The Permanent Subcommittee on Investigations, or “PSI,” as it’s known on Capitol Hill, has for decades been a key investigative arm of the Senate and the driving force behind some of the chamber’s highest-- and lowest-- points of using its power to drive a message.

In the 1950s, Senator Joseph McCarthy used PSI hearings to investigate suspected Communist sympathizers in and around the U.S. government. The hearings were broadcast nationwide for more than a month and McCarthy was eventually condemned by the Senate for his conduct.

In later years, PSI has used its subpoena power to drive high-profile investigations into abuses in the public and private sectors.

Under former Chairman Carl Levin, PSI famously dragged the chairman of Goldman Sachs and JP Morgan in after the 2008 financial crisis and earlier investigated Enron after the energy company’s collapse.

Under Georgia’s former U.S. Sen. Sam Nunn, who chaired PSI for nine years, PSI investigated student loan abuses, airline safety and the spread of chemical and biological weapons.

Next week will mark Ossoff’s first public hearing as chairman when he leads a hearing on mistreatment of military families in privatized housing. It follows a months-long investigation into chronic abuses by private contractors on and around military bases.
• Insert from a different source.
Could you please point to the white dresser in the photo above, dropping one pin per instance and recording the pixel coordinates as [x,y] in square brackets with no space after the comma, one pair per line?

“For eight months, we have investigated the mistreatment of military families in privatized housing on U.S. bases,” Ossoff said in a statement. “On Tuesday we will release findings, hear directly from America’s heroes, and question those responsible for their housing.”

Housing for military families has made all the wrong headlines recently. Last year, a military housing contractor pled guilty to fraud in federal court and agreed to pay $65 million for covering up shoddy housing at Ft. Gordon and other military bases around the country.

Additional PSI investigations under Ossoff and U.S. Sen. Ron Johnson, R-Wisc., are also in the works.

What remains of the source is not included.